Help for package robStepSplitReg

Type:

Package

Title:

Robust Stepwise Split Regularized Regression

Version:

2.0.0

Date:

2025-08-01

Maintainer:

Anthony Christidis <anthony.christidis@stat.ubc.ca>

Description:

Functions to perform robust stepwise split regularized regression. The approach first uses a robust stepwise algorithm to split the variables into the models of an ensemble. An adaptive robust regularized estimator is then applied to each subset of predictors in the models of an ensemble.

License:

GPL-2 | GPL-3 [expanded from: GPL (≥ 2)]

Encoding:

UTF-8

Biarch:

true

Imports:

cellWise, glmnet

Suggests:

testthat, mvnfast

RoxygenNote:

7.3.2

NeedsCompilation:

yes

Packaged:

2025-08-01 06:46:04 UTC; anthony

Author:

Anthony Christidis [aut, cre], Gabriela Cohen-Freue [aut]

Repository:

CRAN

Date/Publication:

2025-08-20 05:00:29 UTC

Coefficients for robStepSplitReg Object

Description

coef.robStepSplitReg returns the coefficients for a robStepSplitReg object.

Usage

## S3 method for class 'robStepSplitReg'
coef(object, group_index = NULL, ...)

Arguments

object

An object of class robStepSplitReg

group_index

Groups included in the ensemble. Default setting includes all the groups.

...

Additional arguments for compatibility.

Value

The coefficients for the robStepSplitReg object.

Author(s)

Anthony-Alexander Christidis, anthony.christidis@stat.ubc.ca

Examples

# Required library
library(mvnfast)

# Simulation parameters
n <- 50
p <- 500
rho <- 0.5
p.active <- 100
snr <- 1
contamination.prop <- 0.2

# Setting the seed
set.seed(0)

# Simulation of beta vector
true.beta <- c(runif(p.active, 0, 5)*(-1)^rbinom(p.active, 1, 0.7), rep(0, p - p.active))

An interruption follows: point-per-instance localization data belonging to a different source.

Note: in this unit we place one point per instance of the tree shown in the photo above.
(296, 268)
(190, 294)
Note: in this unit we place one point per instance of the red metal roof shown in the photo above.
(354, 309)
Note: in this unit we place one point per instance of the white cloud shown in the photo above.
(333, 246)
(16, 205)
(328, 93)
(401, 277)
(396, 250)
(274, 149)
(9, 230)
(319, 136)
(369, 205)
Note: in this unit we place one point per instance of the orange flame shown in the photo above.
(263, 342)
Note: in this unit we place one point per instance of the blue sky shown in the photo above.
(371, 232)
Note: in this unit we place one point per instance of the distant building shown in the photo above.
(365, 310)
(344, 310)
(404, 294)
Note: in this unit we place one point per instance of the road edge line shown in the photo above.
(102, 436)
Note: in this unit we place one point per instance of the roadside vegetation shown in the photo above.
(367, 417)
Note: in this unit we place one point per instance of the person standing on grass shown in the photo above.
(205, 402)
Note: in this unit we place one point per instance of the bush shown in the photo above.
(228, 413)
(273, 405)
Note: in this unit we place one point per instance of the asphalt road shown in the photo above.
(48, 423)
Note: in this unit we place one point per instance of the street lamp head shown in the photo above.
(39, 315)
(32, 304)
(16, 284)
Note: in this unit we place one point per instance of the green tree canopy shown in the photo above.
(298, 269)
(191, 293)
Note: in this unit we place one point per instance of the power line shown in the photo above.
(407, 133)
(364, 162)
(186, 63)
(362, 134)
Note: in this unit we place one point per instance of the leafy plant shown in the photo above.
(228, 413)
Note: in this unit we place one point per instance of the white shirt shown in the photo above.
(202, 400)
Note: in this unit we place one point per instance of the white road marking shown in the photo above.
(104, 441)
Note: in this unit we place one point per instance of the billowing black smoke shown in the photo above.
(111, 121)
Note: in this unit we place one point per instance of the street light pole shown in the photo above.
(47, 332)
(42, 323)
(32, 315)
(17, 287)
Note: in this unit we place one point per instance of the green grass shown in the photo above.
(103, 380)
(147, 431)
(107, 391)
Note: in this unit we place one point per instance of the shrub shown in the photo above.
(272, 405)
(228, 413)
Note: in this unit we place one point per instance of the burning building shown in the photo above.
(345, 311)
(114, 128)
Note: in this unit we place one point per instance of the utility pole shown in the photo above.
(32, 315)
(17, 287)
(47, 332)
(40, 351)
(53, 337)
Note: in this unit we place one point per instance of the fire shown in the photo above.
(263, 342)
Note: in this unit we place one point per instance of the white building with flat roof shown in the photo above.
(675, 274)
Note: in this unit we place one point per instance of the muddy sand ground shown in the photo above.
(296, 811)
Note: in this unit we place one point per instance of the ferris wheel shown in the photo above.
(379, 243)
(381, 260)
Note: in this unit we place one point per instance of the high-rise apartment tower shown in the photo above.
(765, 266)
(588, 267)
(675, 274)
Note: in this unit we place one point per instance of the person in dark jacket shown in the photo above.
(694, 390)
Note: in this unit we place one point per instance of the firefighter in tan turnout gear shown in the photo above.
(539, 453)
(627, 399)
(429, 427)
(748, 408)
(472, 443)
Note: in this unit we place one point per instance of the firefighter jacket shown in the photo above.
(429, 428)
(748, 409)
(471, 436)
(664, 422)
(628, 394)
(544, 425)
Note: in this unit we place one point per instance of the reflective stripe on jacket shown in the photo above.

# Simulation of uncontaminated data 
sigma.mat <- matrix(0, nrow = p, ncol = p)
sigma.mat[1:p.active, 1:p.active] <- rho
diag(sigma.mat) <- 1
x <- mvnfast::rmvn(n, mu = rep(0, p), sigma = sigma.mat)
sigma <- as.numeric(sqrt(t(true.beta) %*% sigma.mat %*% true.beta)/sqrt(snr))
y <- x %*% true.beta + rnorm(n, 0, sigma)

# Contamination of data 
contamination_indices <- 1:floor(n*contamination.prop)
k_lev <- 2
k_slo <- 100
x_train <- x
y_train <- y
beta_cont <- true.beta
beta_cont[true.beta!=0] <- beta_cont[true.beta!=0]*(1 + k_slo)
beta_cont[true.beta==0] <- k_slo*max(abs(true.beta))
for(cont_id in contamination_indices){
  
  a <- runif(p, min = -1, max = 1)
  a <- a - as.numeric((1/p)*t(a) %*% rep(1, p))
  x_train[cont_id,] <- mvnfast::rmvn(1, rep(0, p), 0.1^2*diag(p)) + 
    k_lev * a / as.numeric(sqrt(t(a) %*% solve(sigma.mat) %*% a))
  y_train[cont_id] <- t(x_train[cont_id,]) %*% beta_cont
}

# Ensemble models
ensemble_fit <- robStepSplitReg(x_train, y_train,
                                n_models = 5,
                                model_saturation = c("fixed", "p-value")[1],
                                alpha = 0.05, model_size = n - 1,
                                robust = TRUE,
                                compute_coef = TRUE,
                                en_alpha = 1/4)

# Ensemble coefficients
ensemble_coefs <- coef(ensemble_fit, group_index = 1:ensemble_fit$n_models)
sens_ensemble <- sum(which((ensemble_coefs[-1]!=0)) <= p.active)/p.active
spec_ensemble <- sum(which((ensemble_coefs[-1]!=0)) <= p.active)/sum(ensemble_coefs[-1]!=0)

# Simulation of test data
m <- 2e3
x_test <- mvnfast::rmvn(m, mu = rep(0, p), sigma = sigma.mat)
y_test <- x_test %*% true.beta + rnorm(m, 0, sigma)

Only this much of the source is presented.